Muitos diretores revelam ansiedade para a volta, com uma sensação de recomeço em um contexto inesperado. Para Andrea, do Oswald, o sentimento é de todos envolvidos com educação. “Existe uma vontade enorme de todo mundo, famílias, professores e funcionários, de entrar na escola, de voltar à vida, mas também muito medo e angústia.”
As escolas da rede pública da capital abrirão em menor número do que as particulares. Entre as estaduais da cidade somente 100 de 1.086 vão retomar as atividades presenciais na quarta-feira. Já a Prefeitura afirmou que ainda não tem um número fechado de quantas escolas municipais resolveram abrir.
A volta em outubro é voluntária para escolas, pais e professores. A Prefeitura só autorizou na cidade atividades extracurriculares, como música, artes, recreação e reforço de Matemática e Português.
No restante de São Paulo, em municípios que autorizaram, as escolas estaduais foram abertas em setembro para esse tipo de atividade e permanecerão assim em outubro para estudantes do ensino fundamental. Os alunos de ensino médio já poderão ter aulas agora em outubro.
As escolas públicas enfrentam resistência dos professores para reabrir – que alegam medo de contaminação e pouca estrutura para manter protocolos. Estado e Prefeitura alegam que compraram EPIs, kits de higiene e equiparam escolas
"Sempre fui a maior defensora de toda a precaução, minhas duas filhas são asmáticas, de ficar no respirador.

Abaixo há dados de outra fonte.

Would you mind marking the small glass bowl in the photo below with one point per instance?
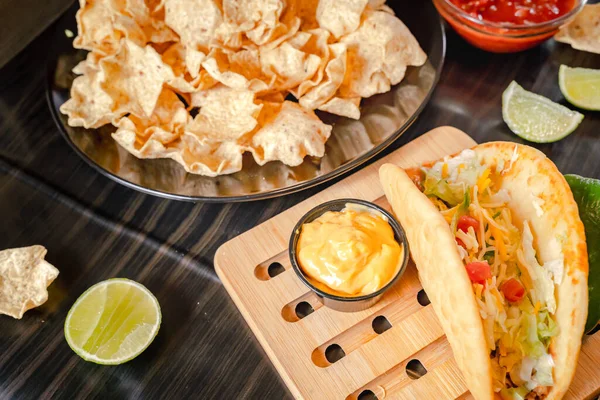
(501, 37)
(341, 303)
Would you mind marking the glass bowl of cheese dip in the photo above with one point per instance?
(349, 252)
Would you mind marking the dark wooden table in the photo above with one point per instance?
(96, 229)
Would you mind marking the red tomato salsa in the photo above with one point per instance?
(518, 12)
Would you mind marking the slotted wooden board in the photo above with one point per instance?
(375, 362)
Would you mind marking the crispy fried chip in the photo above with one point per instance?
(166, 124)
(90, 105)
(306, 10)
(102, 24)
(155, 63)
(313, 42)
(340, 17)
(225, 113)
(195, 22)
(583, 33)
(135, 77)
(187, 77)
(290, 136)
(164, 135)
(378, 54)
(343, 107)
(240, 70)
(288, 65)
(24, 277)
(334, 76)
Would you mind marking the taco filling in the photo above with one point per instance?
(514, 291)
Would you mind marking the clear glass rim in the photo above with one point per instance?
(456, 11)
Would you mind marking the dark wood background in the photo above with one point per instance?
(96, 229)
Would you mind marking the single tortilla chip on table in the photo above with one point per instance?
(583, 32)
(24, 278)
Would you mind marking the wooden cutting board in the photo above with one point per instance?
(384, 350)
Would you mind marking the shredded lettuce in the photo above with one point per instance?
(518, 334)
(543, 371)
(514, 393)
(547, 328)
(451, 178)
(543, 286)
(462, 210)
(451, 193)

A gente só sai para fazer o básico, não vê amigos, família. Eu dizia que elas só iriam para a escola se tivesse vacina. Mas o tempo foi passando, seis meses é muito tempo para duas pré-adolescentes ficarem trancadas no quarto. Uma delas voltou à natação e vi como se sentiu muito melhor. Acho agora que o prejuízo físico e emocional está sendo muito maior do que vir talvez a ficar doente se for para a escola. Por isso mudei de ideia e elas vão... ver as amigas, que é o mais importante neste momento. Já estão animadas só de falar em ir, arrumando as coisas."
"O Diogo, de 3 anos, foi um bebê chiador, com bronco espasmos. Mas fomos à escola fazer uma visita esta semana e chorei de vê-lo feliz lá, interagindo. Estou em um grande dilema. A minha filha mais velha, de 9 anos, quer ir, mas também teme prejudicar o irmão. E eu vou privar a mais velha, que nunca tomou antibiótico na vida? Não me preocupo com conteúdo, mas a escola é o lugar de encontrar outras pessoas, exercitar tolerância, respeito, coletivo. Estou vivendo minuto após o outro, tem hora que estou mais segura, outras não. Me preocupa muito o quadro dele, mas ele iria se fortalecer podendo ter outras experiências do que só ser um menino de apartamento."
"Meus filhos de 9 e 13 anos se adaptaram muito bem ao ensino remoto, não acho que a qualidade diminuiu. Estamos muito isolados, trabalhamos em casa, e eles têm convivência com meus pais. Não acho que vale a pena, por causa de 2 meses de escola, arriscar pegar a doença e também perder a convivência familiar. O meu filho mais velho diz que não voltar agora é dar sua contribuição para não espalhar o vírus. A mais nova oscila, fala que quer ver as amigas. A melhor amiga dela vai voltar e talvez tenha de enfrentar um problema, mas não penso em recuar. Respeito quem quer retornar, mas falta tão pouco para acabar o ano. Em 2021 tenho fé de que vamos começar a vacinar."